La préservation des données est l’un des enjeux les plus importants de notre futur immédiat, et également l’un des plus sous-estimés. La quantité d’informations recueillies augmente chaque jour, et les datas brutes demandent de plus en plus d’espace. Pourtant, la transmission d’un support à l’autre, la transformation de ces données d’un format rapidement démodé au suivant, et le simple passage du temps, sont autant de facteurs qui ajoutent à l’inévitable corruption des fichiers.
Cette étude porte donc sur le développement d’une méthode de nettoyage des données, selon un processus que l’on espère pouvoir automatiser à moyen terme. Dans le cadre de ma recherche de doctorat, je travaille avec un technicien de laboratoire pour définir les protocoles qui permettront non seulement de préserver, mais également de restaurer les informations afin de retrouver une qualité équivalente à l’originale.
Les succès de notre méthode sur des données-tests (des fichiers artificiellement corrompus, dont certaines parties étaient aléatoirement effacées ou remplacées) nous encouragent à utiliser le protocole sur du matériel réel. Nous espérons ainsi être confrontés à des problèmes qui ne surviendraient pas en conditions de laboratoire, et affiner l’efficacité du procédé.
Pour ce faire, j’ai sélectionné une série de fichiers audio, retrouvés sur un enregistreur personnel, d’un type courant dans les années 1990. Le numéro de série étant effacé, nous n’avons pas pu établir l’année exacte de ce modèle.
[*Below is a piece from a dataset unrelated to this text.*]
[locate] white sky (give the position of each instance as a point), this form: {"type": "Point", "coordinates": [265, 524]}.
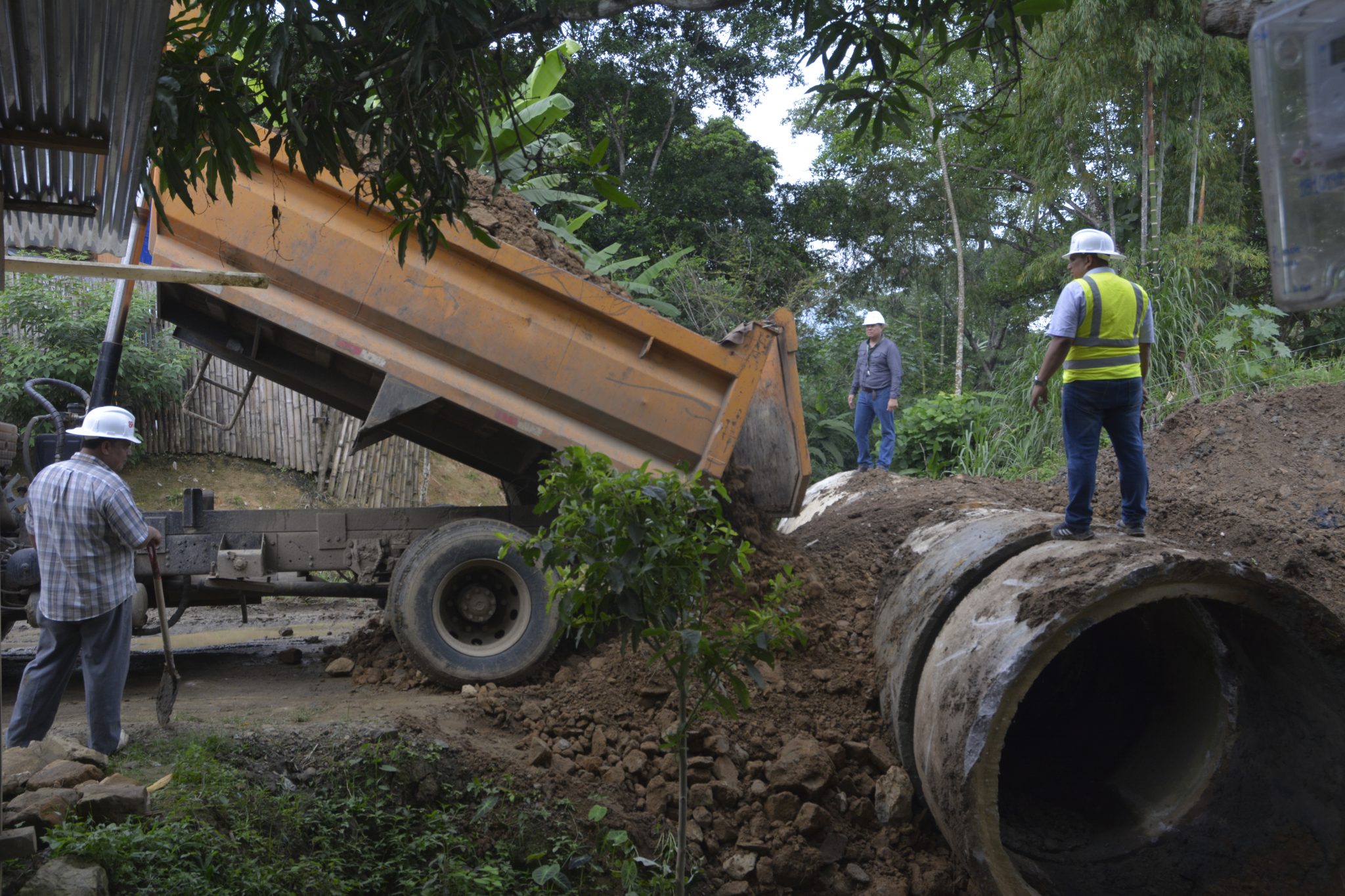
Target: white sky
{"type": "Point", "coordinates": [764, 123]}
J’ai choisi cet enregistreur comme premier essai en conditions réelles à cause de son histoire. Obscure légende sur les réseaux sociaux, il aurait été retrouvé par un pêcheur, flottant au large de la côte japonaise dans une boîte de plastique scellée autour de 2011. La boîte elle-même serait un modèle particulier, utilisé principalement en plongée. Nous n’avons malheureusement pas pu trouver plus d’informations, ou même vérifier la véracité de ce détail.
L’enregistreur aurait été vendu par le pêcheur anonyme à un magasin d’électronique. Yukiro Azuma, un client en vacances à la recherche d’un fil pour son téléphone cellulaire, a acquis l’enregistreur après avoir entendu son histoire de l’employé de l’établissement.
Monsieur Azuma a entrepris de raconter l’anecdote sur les réseaux sociaux, lançant, volontairement ou non, une légende urbaine sur l’origine de l’appareil. Le questionnement est devenu un jeu, qui s’est rendu jusqu’au département océanique de l’Université de Tokyo. Une tentative pour interpréter son origine, suivant les courants de l’Océan Pacifique et la circulation maritime durant la période spéculée de son sauvetage, n’a rien donné de concret.
L’enregistreur a été vendu par la suite à un acheteur anonyme, après une mise aux enchères virtuelle organisée par monsieur Azuma, à un prix non révélé. La trace de l’objet se perd, avant qu’il soit envoyé, il y a deux semaines, à l’équipe du professeur Altberg dans le département d’informatique de la Miskatonic University, dans l’espoir qu’il puisse restaurer les douze heures d’audio contenues dans le vieil appareil.
Ayant personnellement suivi l’histoire de cet enregistreur, j’ai appris par hasard sa présence dans le milieu universitaire, et ai contacté le professeur Altberg pour lui exposer notre projet et lui proposer de participer à la restauration. Le professeur a été assez généreux pour nous envoyer l’appareil.
Le technicien a commencé le travail, suivant mon protocole. Je publierai ici le résultat épuré, sans les données techniques de la restauration, pour la communauté non scientifique qui s’est intéressée à l’histoire de cet enregistreur. Chaque entrée sera retransmise en paragraphe, les espaces représentant une coupure dans le temps. Je regrouperai les textes de façon hebdomadaire, ce qui permettra également de démontrer le travail accompli en une semaine.